US charges two Iranians with spying on regime dissidents and Jewish targets

US charges two Iranians with spying on regime dissidents and Jewish targets
Two Iranian-Americans have been charged with spying for Tehran after allegedly collecting information on Jewish institutions and attempting to penetrate a dissident group in the US.
2 min read
21 August, 2018
The two men were charged with acting as unregistered agents of the Iranian government [Getty]
Two Iranians who allegedly collected information on opponents of Tehran and took covert pictures of Jewish institutions in the United States were charged Monday with spying for the Iranian government.

The Justice Department unsealed charges against Iranian-US dual citizen Mohammadi Doostdar and Majid Ghorbani, an Iranian resident of California, alleging they worked together on surveillance of the Jewish sites and aimed to penetrate the Mujahedin-e Khalq (the People's Mujahedin of Iran or MEK), a group of Iranian dissidents in exile.

The two were arrested on 9 August but the charges were unsealed by a Washington court on Monday.

They said that Doostdar, 38, who resides in Iran, traveled to Chicago in July 2017 where agents watched him take pictures of Hillel Center and Rohr Chabad House, both Jewish community centres, near the University of Chicago.

The indictment did not explain why he took the pictures.

He then traveled to California where he met Ghorbani, apparently for the first time, according to the indictment.

Two months later Ghorbani, 59, flew to New York for one day where he allegedly attended an MEK rally and took photographs of people in attendance.

The Rohr Chabad House in Chicago was one of the alleged 
spies' Jewish targets [Getty]

Then in December Doostdar allegedly traveled back to California to get the MEK information.

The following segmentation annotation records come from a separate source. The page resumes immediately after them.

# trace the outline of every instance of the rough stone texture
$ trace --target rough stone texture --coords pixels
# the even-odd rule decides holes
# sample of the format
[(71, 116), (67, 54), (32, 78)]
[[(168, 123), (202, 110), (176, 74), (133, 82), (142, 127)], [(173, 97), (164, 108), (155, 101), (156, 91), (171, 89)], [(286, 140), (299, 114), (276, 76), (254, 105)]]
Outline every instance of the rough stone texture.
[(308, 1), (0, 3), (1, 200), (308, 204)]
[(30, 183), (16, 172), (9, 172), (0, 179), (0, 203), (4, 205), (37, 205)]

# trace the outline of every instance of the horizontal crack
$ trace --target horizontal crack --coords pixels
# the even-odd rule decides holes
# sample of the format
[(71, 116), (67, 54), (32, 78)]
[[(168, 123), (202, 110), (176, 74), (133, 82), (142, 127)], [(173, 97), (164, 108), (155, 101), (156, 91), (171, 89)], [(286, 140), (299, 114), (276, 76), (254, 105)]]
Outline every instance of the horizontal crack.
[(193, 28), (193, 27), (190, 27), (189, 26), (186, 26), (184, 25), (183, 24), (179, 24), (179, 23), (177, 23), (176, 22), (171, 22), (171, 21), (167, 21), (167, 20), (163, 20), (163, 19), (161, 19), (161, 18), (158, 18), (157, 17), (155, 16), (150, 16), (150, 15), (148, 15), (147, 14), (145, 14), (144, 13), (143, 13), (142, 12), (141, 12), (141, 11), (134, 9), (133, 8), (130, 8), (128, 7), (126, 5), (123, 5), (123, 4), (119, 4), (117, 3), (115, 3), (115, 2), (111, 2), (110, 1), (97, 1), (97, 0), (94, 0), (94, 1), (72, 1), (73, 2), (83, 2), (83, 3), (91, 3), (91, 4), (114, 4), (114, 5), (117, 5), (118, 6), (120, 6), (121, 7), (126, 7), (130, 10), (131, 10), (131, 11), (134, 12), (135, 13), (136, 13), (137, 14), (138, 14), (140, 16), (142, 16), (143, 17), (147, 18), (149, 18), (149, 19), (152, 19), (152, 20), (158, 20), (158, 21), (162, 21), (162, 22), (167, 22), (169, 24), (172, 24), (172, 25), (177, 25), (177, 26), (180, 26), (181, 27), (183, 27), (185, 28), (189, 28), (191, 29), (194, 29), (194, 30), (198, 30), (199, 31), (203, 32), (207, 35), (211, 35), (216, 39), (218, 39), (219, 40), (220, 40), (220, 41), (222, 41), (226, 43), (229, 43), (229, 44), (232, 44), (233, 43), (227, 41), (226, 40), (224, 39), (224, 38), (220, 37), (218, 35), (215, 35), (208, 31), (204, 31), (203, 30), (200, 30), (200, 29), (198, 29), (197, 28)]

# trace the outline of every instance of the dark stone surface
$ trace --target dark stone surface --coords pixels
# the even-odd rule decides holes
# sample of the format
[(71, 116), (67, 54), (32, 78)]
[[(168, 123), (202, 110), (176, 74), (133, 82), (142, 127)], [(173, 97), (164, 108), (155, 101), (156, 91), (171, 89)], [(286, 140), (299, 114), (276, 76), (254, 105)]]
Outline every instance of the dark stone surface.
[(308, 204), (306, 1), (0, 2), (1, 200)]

In conversations between them recorded by the FBI, Ghorbani mentioned trying to "penetrate" the group, while Doostdar spoke of being directed by others to collect the information, the indictment said.

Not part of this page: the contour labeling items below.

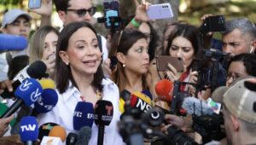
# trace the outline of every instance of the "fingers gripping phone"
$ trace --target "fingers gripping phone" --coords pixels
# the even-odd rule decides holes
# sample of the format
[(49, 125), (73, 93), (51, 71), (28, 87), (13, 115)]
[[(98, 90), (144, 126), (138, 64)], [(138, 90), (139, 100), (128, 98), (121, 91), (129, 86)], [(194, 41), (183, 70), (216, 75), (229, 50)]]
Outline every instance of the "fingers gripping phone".
[(172, 57), (170, 55), (159, 55), (156, 56), (157, 69), (160, 72), (169, 70), (167, 67), (168, 63), (172, 65), (177, 72), (184, 71), (184, 62), (180, 57)]
[(111, 28), (111, 20), (114, 22), (114, 27), (119, 28), (120, 26), (119, 18), (119, 3), (118, 1), (104, 1), (104, 15), (106, 18), (105, 26), (106, 28)]
[(29, 0), (28, 1), (28, 8), (33, 9), (38, 9), (41, 7), (41, 0)]
[(150, 20), (172, 18), (173, 13), (170, 3), (153, 4), (147, 11)]

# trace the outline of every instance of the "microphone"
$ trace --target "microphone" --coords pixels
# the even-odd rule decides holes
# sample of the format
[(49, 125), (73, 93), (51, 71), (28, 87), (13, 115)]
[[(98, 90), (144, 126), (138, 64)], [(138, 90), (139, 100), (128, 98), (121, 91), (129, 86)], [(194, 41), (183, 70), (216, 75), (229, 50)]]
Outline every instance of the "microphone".
[(53, 109), (58, 102), (58, 95), (53, 89), (44, 89), (41, 96), (34, 104), (34, 109), (38, 113), (45, 113)]
[(131, 93), (127, 90), (124, 90), (120, 92), (120, 97), (119, 97), (119, 111), (121, 113), (125, 112), (125, 102), (130, 101)]
[(105, 125), (109, 125), (113, 119), (113, 108), (109, 101), (99, 100), (95, 105), (94, 121), (99, 125), (97, 145), (103, 145)]
[(20, 120), (20, 139), (26, 145), (32, 145), (38, 137), (38, 125), (37, 119), (32, 116), (23, 117)]
[(79, 130), (83, 126), (91, 128), (93, 124), (93, 112), (92, 103), (79, 102), (73, 117), (73, 129)]
[[(64, 142), (66, 140), (66, 136), (67, 136), (66, 130), (60, 125), (55, 125), (49, 130), (49, 136), (59, 137), (59, 138), (61, 138), (62, 142)], [(43, 138), (43, 140), (44, 140), (44, 138)]]
[(27, 40), (25, 37), (0, 34), (0, 52), (23, 50), (27, 48)]
[(43, 89), (36, 79), (26, 79), (15, 92), (15, 96), (17, 97), (17, 100), (8, 108), (8, 110), (0, 117), (0, 119), (10, 116), (23, 104), (26, 106), (33, 104), (38, 101), (42, 94), (42, 91)]
[(172, 82), (168, 79), (160, 80), (155, 84), (154, 90), (160, 100), (167, 102), (172, 101), (173, 90)]
[(75, 145), (88, 145), (91, 136), (91, 129), (88, 126), (84, 126), (80, 129), (78, 141)]
[(187, 111), (187, 113), (197, 116), (211, 115), (214, 113), (206, 102), (195, 97), (184, 98), (182, 107)]
[(142, 92), (134, 92), (131, 96), (130, 105), (131, 107), (136, 107), (143, 112), (147, 112), (152, 108), (154, 102), (145, 94)]
[(58, 124), (49, 122), (42, 125), (39, 127), (39, 135), (38, 139), (42, 140), (44, 136), (48, 136), (49, 133), (49, 130), (54, 127), (59, 125)]
[(44, 89), (55, 89), (55, 83), (50, 78), (42, 78), (39, 80), (42, 88)]
[(69, 132), (67, 136), (66, 145), (75, 145), (78, 142), (78, 135), (73, 132)]
[[(46, 72), (46, 66), (41, 61), (37, 61), (32, 63), (30, 66), (26, 66), (23, 68), (14, 78), (14, 83), (12, 86), (14, 90), (16, 90), (18, 86), (26, 78), (41, 78), (44, 76)], [(10, 98), (14, 96), (13, 92), (9, 92), (8, 89), (5, 89), (4, 91), (1, 94), (1, 96), (3, 99)]]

"I will give it to the guys to do their research," he said of the photographs.

The indictment says he paid $2,000 to Ghorbani in their meetings.

In March and April this year, Ghorbani went to Iran where, according to the indictment, he briefed government officials on his information on MEK and received a list of "taskings" for infiltrating the dissident group.

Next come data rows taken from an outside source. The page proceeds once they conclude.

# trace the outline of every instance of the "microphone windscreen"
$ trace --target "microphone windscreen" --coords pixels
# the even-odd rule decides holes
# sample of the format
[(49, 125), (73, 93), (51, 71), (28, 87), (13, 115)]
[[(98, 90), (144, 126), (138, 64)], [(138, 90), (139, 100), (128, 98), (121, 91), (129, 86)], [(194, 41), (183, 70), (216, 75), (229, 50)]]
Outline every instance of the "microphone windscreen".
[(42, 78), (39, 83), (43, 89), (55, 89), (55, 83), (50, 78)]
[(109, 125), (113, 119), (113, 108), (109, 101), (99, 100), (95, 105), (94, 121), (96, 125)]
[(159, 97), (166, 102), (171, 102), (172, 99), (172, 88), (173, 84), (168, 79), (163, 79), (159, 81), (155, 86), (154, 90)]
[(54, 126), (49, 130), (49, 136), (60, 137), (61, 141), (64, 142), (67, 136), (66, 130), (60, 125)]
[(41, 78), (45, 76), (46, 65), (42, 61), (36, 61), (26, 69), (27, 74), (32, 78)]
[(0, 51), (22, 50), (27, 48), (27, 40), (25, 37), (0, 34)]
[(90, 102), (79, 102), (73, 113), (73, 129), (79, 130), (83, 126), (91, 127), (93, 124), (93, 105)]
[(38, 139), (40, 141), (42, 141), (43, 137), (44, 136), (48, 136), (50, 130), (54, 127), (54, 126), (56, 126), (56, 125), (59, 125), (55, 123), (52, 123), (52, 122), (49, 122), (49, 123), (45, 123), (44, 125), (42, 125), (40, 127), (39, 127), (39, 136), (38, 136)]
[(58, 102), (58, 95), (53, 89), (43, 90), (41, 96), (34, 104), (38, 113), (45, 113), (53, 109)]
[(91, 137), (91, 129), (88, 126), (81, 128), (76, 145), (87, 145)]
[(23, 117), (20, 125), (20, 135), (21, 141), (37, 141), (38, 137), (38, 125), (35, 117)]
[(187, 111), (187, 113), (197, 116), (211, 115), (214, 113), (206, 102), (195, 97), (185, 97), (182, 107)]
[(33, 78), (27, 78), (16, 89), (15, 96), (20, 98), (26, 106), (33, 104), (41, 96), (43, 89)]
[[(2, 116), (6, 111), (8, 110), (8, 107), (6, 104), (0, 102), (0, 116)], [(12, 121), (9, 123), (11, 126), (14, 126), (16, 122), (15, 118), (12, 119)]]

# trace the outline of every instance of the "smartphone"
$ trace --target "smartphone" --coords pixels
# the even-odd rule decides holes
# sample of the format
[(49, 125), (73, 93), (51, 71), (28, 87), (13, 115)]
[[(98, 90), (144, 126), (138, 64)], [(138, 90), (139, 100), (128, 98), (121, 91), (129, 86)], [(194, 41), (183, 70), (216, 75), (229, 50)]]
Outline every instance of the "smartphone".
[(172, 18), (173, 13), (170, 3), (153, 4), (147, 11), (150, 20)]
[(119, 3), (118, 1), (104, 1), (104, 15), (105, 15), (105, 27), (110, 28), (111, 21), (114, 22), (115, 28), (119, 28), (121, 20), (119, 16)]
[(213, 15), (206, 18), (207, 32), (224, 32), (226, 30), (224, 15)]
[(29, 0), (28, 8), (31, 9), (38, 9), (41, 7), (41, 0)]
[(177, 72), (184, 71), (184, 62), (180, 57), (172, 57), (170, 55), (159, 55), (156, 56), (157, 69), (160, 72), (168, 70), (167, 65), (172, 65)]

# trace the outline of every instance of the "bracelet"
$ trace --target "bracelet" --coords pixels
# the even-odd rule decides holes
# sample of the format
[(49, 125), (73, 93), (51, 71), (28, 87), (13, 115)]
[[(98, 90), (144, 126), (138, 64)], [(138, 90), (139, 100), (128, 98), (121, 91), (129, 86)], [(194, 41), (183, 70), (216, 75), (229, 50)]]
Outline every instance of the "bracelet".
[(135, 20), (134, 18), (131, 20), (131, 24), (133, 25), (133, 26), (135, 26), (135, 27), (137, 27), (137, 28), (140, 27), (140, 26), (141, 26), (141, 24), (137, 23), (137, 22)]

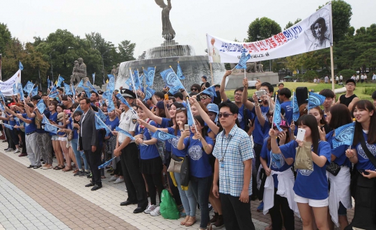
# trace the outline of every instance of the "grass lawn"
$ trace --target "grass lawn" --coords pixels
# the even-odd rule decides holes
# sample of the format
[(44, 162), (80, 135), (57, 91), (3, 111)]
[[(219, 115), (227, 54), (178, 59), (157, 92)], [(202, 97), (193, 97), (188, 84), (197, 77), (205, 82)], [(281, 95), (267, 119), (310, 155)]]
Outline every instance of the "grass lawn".
[[(306, 82), (284, 82), (285, 88), (289, 88), (290, 90), (296, 89), (297, 87), (306, 87), (308, 90), (313, 90), (315, 92), (319, 92), (323, 89), (331, 89), (331, 84), (325, 83), (311, 83)], [(336, 85), (336, 88), (343, 88), (343, 85)], [(278, 87), (274, 87), (274, 92), (278, 90)], [(357, 83), (355, 88), (355, 95), (358, 96), (361, 99), (367, 99), (372, 101), (372, 93), (376, 90), (376, 83)], [(249, 97), (251, 97), (254, 94), (256, 89), (248, 90)], [(234, 90), (226, 90), (226, 94), (229, 99), (234, 100)], [(340, 95), (336, 95), (336, 99), (339, 97)]]

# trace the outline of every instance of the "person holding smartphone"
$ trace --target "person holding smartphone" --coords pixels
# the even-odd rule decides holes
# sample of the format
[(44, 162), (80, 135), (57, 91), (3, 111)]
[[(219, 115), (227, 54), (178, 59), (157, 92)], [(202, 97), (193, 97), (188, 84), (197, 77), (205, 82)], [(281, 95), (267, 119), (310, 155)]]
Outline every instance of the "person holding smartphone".
[(346, 156), (357, 170), (352, 179), (354, 219), (346, 229), (376, 229), (376, 109), (368, 100), (359, 101), (352, 108), (355, 131)]

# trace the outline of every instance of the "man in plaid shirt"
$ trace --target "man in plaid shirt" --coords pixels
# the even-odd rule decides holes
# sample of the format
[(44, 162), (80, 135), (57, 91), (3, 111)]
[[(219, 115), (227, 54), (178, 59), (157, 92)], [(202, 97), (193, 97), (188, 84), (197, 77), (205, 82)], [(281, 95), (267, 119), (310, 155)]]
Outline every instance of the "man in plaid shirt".
[(237, 106), (224, 102), (219, 108), (224, 131), (217, 136), (213, 150), (213, 193), (221, 198), (226, 229), (255, 229), (251, 215), (253, 150), (248, 134), (235, 124)]

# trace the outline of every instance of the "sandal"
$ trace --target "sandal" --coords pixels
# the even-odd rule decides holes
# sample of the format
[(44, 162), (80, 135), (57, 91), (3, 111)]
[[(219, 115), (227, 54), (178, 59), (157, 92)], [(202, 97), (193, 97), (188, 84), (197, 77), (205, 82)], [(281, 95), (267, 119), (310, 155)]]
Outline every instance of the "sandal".
[(186, 216), (185, 219), (184, 219), (184, 220), (180, 222), (180, 225), (185, 225), (185, 224), (189, 220), (189, 215)]
[(188, 220), (188, 221), (185, 223), (185, 226), (186, 227), (191, 227), (191, 226), (194, 225), (194, 223), (196, 223), (196, 217), (190, 216), (189, 220)]

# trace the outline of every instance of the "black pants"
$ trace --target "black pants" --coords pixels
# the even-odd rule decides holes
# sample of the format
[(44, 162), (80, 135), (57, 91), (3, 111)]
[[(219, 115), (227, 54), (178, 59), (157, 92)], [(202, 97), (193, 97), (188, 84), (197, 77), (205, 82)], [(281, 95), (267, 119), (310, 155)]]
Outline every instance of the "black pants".
[[(223, 193), (219, 193), (219, 197), (226, 229), (255, 229), (251, 214), (251, 202), (243, 203), (239, 200), (239, 197)], [(248, 200), (251, 201), (251, 197)]]
[(98, 186), (102, 186), (100, 170), (98, 170), (98, 166), (102, 164), (101, 150), (102, 148), (98, 146), (97, 146), (97, 150), (95, 152), (91, 151), (91, 149), (84, 150), (88, 163), (91, 169), (91, 173), (93, 174), (92, 183)]
[(282, 224), (285, 226), (285, 229), (294, 230), (295, 228), (294, 212), (290, 208), (287, 198), (277, 195), (276, 191), (277, 190), (274, 188), (274, 206), (269, 209), (273, 230), (282, 229)]
[(136, 202), (139, 207), (146, 208), (148, 206), (148, 196), (145, 182), (140, 172), (138, 152), (135, 143), (130, 143), (121, 149), (121, 168), (128, 192), (127, 200)]
[(149, 188), (149, 195), (150, 197), (151, 204), (157, 204), (157, 189), (158, 190), (158, 198), (159, 199), (159, 203), (161, 202), (161, 194), (162, 191), (164, 189), (162, 181), (162, 174), (157, 173), (155, 174), (143, 174), (146, 183), (148, 183), (148, 188)]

In May, Ghorbani attended the MEK-supported Iran Freedom Convention for Human Rights in Washington as part of the California delegation, where he allegedly took pictures of attendees, including while posing in front of the White House.

Doostdar and Ghorbani were both charged with acting as unregistered agents of the Iranian government and providing the Iran government with services in violation of sanctions.